The impact of WeWork also will vary depending on the health of individual markets. For example, in San Francisco, the outlook could likely stay rosy whether WeWork continues gobbling up space or whether it doesn't, according to Vanguard Properties Director of Investment Sales Alexander Kolovyansky.
“For the Bay Area, it won't make one bit of difference because people will take the open space in a heartbeat,” he said, citing the sub-6% office vacancy rate and the region's millions of square feet of pre-leased, under-construction office space.
Other sources of concern — or hope — come from WeWork's financial performance in the cities it has invested in most heavily and for the longest time.
“The real existential question for the business is its operating leverage in mature markets,” said Horizon Partners Managing Director Sandy Kory, a Bay Area investment adviser.
In that regard, some concerns have been allayed, Kory said. The We Company's filings reveal better margins in its bigger markets, where through early, aggressive investment it gained the foothold it has today.
Other fundamentals, like the company's valuation and doubt about the kind of company it considers itself, still worry experts. The company's massive $47B valuation is once again under fire, with analysts pointing out WeWork has been burning cash at an unsustainable rate as it attempts to entrench itself in markets outside of New York, San Francisco and London. It posted combined losses of $2.6B in the last year and a half and said it expects to continue losing money “in the foreseeable future.”
“I'm not defending a $47B valuation,” Kory said. “I think that's crazy.”

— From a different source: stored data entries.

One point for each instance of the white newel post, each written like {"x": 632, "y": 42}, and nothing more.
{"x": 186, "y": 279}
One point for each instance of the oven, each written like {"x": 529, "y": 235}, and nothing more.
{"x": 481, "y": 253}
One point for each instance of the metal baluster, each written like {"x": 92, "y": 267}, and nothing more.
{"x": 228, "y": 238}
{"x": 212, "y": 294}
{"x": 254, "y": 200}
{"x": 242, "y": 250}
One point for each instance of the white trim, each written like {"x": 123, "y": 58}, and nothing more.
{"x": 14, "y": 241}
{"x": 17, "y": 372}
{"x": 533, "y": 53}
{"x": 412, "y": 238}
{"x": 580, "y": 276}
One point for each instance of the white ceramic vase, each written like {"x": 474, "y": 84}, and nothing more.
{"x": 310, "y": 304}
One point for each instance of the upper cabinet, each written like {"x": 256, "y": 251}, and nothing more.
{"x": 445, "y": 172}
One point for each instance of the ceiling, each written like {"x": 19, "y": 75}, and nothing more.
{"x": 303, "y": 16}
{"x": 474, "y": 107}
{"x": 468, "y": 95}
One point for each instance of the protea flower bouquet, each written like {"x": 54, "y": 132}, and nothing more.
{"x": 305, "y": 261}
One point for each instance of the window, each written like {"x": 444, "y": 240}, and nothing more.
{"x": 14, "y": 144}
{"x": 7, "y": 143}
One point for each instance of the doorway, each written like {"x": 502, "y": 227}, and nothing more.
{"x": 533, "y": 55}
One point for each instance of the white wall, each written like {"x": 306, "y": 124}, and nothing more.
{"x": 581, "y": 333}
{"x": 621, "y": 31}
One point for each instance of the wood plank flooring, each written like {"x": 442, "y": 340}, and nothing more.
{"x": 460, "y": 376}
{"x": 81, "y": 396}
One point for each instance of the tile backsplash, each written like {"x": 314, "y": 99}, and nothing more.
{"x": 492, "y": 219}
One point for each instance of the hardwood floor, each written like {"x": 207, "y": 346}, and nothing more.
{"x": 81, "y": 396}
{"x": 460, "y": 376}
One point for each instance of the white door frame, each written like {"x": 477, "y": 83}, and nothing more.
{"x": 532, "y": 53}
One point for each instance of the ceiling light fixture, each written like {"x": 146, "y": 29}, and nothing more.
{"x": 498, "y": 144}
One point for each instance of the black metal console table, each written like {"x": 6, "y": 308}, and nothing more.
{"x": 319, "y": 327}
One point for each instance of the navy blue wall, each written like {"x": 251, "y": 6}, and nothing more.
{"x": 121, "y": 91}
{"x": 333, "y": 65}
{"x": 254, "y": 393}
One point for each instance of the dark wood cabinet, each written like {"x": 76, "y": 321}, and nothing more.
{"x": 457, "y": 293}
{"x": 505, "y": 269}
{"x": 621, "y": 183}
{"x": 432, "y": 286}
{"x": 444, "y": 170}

How effective its prospectus was at convincing investors — and global market players — that it is a tech company, not a real estate company, remains to be seen. WeWork didn't disclose a targeted share price, but the market’s failure to accept its creative tech company metrics could lead to a brisk market correction after the IPO.
“Right now, it's trading at a 40X multiple,” said Alejandro Ortiz of SharesPost, which provides research on pre-IPO stock. “The market has to decide what it is, and real estate companies typically trade at a much lower multiple than tech companies.”
Ortiz said WeWork is looking to capitalize on elevated multiples associated with late-stage, VC-backed companies, despite much more closely resembling real estate company.
“Elements of its business are very tech-enabled, but it’s not readily apparent from the filing that it is a tech company,” Ortiz said. “Time will tell.”